Robo-One is a robot competition category of bipedal humanoid robots. The first ROBO-ONE contest was held in Japan in 2002 and consisted of an initial judged autonomous "Demonstration" stage, followed by one-on-one matches. In Japan, ROBO-ONE has spawned a whole series of related competitions including ROBO-ONE J, ROBO-ONE Special, ROBO-ONE Grand Prix, and the ROBO-ONE Technical Conference events. ROBO-ONE type contests have been held in several other countries including South Korea (official) and the United states (unofficial held by Robogames).
The robots are usually built with RC Servos as actuators and mounted together with sheet metal shapes. The most common frame material is aluminum. However, there have been entries constructed with steel, plastic, and even wood. Different sensors are used by the robot for balance and to perceive its surroundings. A small onboard micro controller or equivalent is used to control the robots movements and if the robot is autonomous it is also programmed to adjust the robots behavior in response to sensor inputs.
There have been fifteen competitions in Japan.
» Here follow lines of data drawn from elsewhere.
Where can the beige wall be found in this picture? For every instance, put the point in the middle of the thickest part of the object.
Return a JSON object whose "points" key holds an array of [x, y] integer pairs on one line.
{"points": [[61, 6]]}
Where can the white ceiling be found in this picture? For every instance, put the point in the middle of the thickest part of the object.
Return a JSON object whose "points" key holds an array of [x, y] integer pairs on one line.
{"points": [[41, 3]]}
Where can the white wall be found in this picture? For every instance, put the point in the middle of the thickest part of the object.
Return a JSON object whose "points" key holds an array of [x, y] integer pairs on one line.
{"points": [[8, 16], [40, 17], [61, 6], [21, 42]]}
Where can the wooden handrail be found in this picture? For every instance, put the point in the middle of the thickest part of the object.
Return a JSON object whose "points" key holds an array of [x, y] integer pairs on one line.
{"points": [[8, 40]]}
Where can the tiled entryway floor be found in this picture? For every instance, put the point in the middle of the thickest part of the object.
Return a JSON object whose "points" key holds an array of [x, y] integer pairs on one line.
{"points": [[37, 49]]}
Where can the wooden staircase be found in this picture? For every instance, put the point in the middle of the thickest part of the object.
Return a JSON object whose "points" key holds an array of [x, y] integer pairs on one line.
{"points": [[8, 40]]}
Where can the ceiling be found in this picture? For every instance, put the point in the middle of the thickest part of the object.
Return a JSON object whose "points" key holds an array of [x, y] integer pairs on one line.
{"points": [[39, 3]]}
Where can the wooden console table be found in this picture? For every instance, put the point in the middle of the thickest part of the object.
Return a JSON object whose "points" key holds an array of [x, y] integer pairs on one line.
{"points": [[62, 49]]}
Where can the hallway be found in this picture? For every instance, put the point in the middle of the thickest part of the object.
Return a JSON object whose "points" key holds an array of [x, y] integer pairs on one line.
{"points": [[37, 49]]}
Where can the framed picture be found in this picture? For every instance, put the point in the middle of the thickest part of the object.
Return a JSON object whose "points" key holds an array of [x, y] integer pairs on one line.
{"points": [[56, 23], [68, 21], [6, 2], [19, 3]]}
ROBO-ONE 13 was held on March 22 and 23, at Korakuen Hall" in Takamatsu. ROBO-ONE 14 occurred on October 11–12, 2008. ROBO-ONE 14 took place in at the Pacifico Yokohama Exhibition Hall. ROBO-ONE 15 was held in Kawasaki on May 4, 2009. ROBO-ONE 16 was held in Toyama City, Toyama Prefecture, on September 26–27, 2009. The 17th ROBO-ONE tournament took place in Kawasaki on March 21, 2010. A ROBO-ONE Festival was held May 22 at the Kawasaki City Industrial Promotion Hall. The festival included both ROBO-ONE Soccer and ROBO-ONE Light events. The 18th ROBO-ONE event was held in Shibata, Niigata Prefecture on August 28–29, 2010. The ROBO-ONE 19 the competitions scheduled for March 19/20 in Kawasaki were canceled due to the 2011 Tōhoku earthquake and tsunami, and were held October 8–9, 2011.
- ROBO-ONE: The primary ROBO-ONE competitions take place twice a year, with the odd numbered competitions scheduled in the Tokyo area and the even numbered competitions staged in more remote locations to increase visibility and encourage participation in the sport.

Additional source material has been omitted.